Summary: I am pretty sure that this Mariah is the Maria, wife of the William Yerks mentioned above. Since there are no other “Maria” Yerks found anywhere in the Census prior to 1878, the likelihood that this is her is 99%. The age of this Mariah, places her birth year directly inline with other research I have performed. However, there is some more research that needs to be done. For instance, I have found a Maria Yerks in the 1880 US Census, b. circa 1806, living in Staten Island with a Charles and Mary Yerks. This 1880 Census record indicates that Maria is the mother of Charles. As far as I know, our Maria Yerks did not have a son name Charles. But this move to Staten Island, would explain the May 18, 1878 discharge from the Almshouse.
Widower Ezra Yerks, 57 years old, was admitted to the Almshouse on September 18, 1893. The reason for his admittance was that he was sick. He was born in Pleasantville, NY. He was able to read and write and his occupation was a shoemaker. His parents are listed as deceased and he had one living sister. Ezra Yerks died on November 12,1893.
Summary: I believe this Ezra to be the fourth son of William and Maria Yerks. His age matches +/- 2 years to the Ezra I have been researching. He died in 1893 which explains his disappearance from the Census after 1880. The things that makes me wonder is about his marital status. The Almshouse record indicates that he was a widower. According to the 1880 Census, he was single at the age of 43. Again, this could simply be a clerical mistake, or maybe he got married at a later age.
Ethel Armenia Yerks
Ethel Armenia Yerks is a young child who was originally admitted to the Westchester Almshouse on September 4th, 1896 because of “Destitution”. She was born in Eastview, NY. Both parents are living and she has no brothers or sisters. The record also indicated that her mother is at the same facility. In fact, a comment in the remarks section indicates that she is the child of Theresa Yerks, above.
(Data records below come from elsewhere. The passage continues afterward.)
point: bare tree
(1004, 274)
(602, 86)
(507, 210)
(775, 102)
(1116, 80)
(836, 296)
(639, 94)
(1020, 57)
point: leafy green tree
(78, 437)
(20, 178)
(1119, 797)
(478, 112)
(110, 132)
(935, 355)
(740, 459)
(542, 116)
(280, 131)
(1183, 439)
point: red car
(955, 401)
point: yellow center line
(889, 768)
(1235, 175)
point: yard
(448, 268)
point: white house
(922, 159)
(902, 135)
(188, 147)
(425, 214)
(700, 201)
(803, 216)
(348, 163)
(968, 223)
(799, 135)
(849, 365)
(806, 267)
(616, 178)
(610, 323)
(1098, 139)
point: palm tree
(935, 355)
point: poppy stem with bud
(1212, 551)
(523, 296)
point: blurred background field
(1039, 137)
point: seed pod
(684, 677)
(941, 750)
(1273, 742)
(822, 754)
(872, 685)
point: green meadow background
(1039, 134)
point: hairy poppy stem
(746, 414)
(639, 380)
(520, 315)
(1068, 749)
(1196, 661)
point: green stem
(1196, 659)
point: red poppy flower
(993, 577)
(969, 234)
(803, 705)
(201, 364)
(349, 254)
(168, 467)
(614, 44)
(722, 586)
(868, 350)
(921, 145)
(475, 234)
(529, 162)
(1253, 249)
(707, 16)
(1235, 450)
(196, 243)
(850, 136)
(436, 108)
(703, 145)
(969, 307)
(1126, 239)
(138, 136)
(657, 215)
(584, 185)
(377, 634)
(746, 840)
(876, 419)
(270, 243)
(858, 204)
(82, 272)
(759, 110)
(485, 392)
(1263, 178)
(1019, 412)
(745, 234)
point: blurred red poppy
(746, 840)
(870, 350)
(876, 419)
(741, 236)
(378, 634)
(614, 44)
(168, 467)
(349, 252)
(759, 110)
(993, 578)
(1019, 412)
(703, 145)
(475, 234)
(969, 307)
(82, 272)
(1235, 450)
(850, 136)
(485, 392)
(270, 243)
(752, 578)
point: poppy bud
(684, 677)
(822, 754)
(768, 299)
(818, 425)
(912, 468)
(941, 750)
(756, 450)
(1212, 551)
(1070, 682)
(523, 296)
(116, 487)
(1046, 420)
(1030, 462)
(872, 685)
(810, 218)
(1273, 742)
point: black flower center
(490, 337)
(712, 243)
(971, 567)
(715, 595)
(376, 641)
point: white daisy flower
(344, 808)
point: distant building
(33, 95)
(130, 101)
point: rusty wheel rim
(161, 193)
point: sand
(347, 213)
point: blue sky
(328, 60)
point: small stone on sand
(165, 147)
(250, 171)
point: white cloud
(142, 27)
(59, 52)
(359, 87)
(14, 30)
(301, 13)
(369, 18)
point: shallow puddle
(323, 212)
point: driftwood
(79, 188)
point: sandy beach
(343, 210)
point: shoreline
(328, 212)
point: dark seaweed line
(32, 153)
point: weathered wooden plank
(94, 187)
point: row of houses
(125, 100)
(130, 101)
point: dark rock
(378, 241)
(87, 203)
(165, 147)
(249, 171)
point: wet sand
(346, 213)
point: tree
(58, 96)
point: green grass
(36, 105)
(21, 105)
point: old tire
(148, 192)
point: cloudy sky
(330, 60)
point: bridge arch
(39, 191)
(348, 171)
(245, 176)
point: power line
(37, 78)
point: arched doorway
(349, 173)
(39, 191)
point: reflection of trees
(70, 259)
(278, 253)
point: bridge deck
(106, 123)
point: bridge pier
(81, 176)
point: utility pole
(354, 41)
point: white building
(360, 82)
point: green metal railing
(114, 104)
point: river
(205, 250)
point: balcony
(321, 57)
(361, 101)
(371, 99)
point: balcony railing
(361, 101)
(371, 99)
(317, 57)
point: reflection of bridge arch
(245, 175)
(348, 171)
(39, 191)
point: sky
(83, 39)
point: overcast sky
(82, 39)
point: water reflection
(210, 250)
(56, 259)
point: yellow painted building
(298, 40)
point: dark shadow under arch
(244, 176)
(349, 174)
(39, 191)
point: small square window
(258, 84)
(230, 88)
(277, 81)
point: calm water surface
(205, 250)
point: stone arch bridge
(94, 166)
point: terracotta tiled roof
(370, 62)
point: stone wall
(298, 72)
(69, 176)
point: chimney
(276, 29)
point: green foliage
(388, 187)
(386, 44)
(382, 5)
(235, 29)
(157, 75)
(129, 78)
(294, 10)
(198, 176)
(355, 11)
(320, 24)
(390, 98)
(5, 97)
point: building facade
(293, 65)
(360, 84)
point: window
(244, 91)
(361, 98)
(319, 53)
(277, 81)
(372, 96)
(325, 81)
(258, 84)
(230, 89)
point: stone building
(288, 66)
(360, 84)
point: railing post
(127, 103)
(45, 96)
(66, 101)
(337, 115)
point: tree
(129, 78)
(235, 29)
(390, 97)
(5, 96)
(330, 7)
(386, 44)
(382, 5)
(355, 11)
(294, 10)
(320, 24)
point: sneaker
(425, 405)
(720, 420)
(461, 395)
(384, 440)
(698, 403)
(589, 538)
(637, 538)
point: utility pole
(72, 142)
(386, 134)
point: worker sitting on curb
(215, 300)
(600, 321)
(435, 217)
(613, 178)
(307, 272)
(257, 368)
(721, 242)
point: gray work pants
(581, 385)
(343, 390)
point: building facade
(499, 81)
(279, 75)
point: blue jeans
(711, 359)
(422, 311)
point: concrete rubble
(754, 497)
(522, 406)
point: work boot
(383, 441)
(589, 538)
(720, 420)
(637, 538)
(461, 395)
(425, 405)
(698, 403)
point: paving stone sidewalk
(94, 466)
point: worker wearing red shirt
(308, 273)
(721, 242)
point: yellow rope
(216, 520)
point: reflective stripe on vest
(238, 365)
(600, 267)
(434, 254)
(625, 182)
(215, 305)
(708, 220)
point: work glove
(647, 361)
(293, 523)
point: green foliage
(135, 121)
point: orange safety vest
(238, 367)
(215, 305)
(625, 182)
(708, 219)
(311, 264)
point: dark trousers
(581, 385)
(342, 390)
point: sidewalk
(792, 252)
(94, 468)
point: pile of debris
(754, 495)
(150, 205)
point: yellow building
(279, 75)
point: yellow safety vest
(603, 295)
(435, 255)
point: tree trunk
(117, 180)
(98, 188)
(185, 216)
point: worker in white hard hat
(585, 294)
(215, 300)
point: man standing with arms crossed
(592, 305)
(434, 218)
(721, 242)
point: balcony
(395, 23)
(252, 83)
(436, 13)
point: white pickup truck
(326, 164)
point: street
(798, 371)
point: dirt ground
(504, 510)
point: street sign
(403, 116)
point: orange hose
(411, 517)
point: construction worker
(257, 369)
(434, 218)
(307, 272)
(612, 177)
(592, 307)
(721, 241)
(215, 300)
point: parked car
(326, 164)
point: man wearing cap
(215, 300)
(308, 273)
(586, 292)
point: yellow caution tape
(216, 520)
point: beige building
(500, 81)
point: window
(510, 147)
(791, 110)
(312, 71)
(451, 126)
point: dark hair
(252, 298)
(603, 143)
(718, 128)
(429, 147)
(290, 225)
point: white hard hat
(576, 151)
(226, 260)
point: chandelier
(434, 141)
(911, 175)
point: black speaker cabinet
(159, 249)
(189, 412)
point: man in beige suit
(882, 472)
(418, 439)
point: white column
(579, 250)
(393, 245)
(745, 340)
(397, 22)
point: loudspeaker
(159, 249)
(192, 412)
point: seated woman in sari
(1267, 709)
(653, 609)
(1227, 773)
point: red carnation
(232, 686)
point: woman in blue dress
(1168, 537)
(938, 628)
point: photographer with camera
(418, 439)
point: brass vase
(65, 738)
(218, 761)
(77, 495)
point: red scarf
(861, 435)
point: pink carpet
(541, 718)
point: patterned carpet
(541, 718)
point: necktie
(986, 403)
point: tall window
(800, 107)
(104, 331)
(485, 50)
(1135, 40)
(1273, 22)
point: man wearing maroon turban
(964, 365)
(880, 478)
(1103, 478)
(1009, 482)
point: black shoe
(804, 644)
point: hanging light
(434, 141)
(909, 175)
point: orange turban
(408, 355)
Summary: I was initially very excited because I thought I had found the Armenia Yerks that was mentioned in the 1900 Census. But after closely looking at the age of this person, it was clear they were not the same person. But the story does not end there…. see the summary for Theresa below.
Theresa Yerks is a twenty year old female who was married when she was admitted on 26 Aug 1896. She was a house wife that was able to read and write. Her father was a shoemaker. The reason that she was admitted to the Almshouse was that she was destitute and pregnant. There are two interesting notes made on her chart. The first is “Notify Richard Nolan of Bedford Station”. The second is in regards to her discharge on July 6, 1899. This note indicates that she was “Taken to home of Refuge for Woman at Hudson”.
Summary: I couldn’t figure out who this Theresa was. I had never heard of her before. So I decided to see if I could find a Theresa Yerks in Census records at Ancestry.com. Within a few keystrokes, I quickly came up with a Theresa Yerks in the 1910, 1920 and 1930 Census married to an Edward F Yerks (b. abt 1875). William Townsend Yerks, son of the William Yerks mentioned above, had a son “Eddie” who I lost track of after the 1880 Census. It is now clear to me that Eddie Yerks married this Theresa and got back together with her when he could. This would explain why the daughters middle name was that of his fathers sister. With a quick query at Fulton Postcards New York Newspaper web site, I found the disturbing story behind Theresa’s admittance to the Almshouse which confirms my research above.
It looks like this branch of the Yerks family tree fell on hard and desperate times between 1870 and 1900. The family had begun to spread out throughout Westchester County, away from the traditional Yerks homesteads located in Mount Pleasant, New York. Remembering that there were no telephones and mail took days to be delivered, I believe it was difficult for family members to know about their relatives needs. And even if they did know, the distances between locations and travel times made it extremely difficult to help each other out. It is sad to know that a Yerks family member is buried at Potter’s field, but I am relieved to know finally what happened to the family as a whole back then. All this being considered, there are still numerous questions which may never be answered.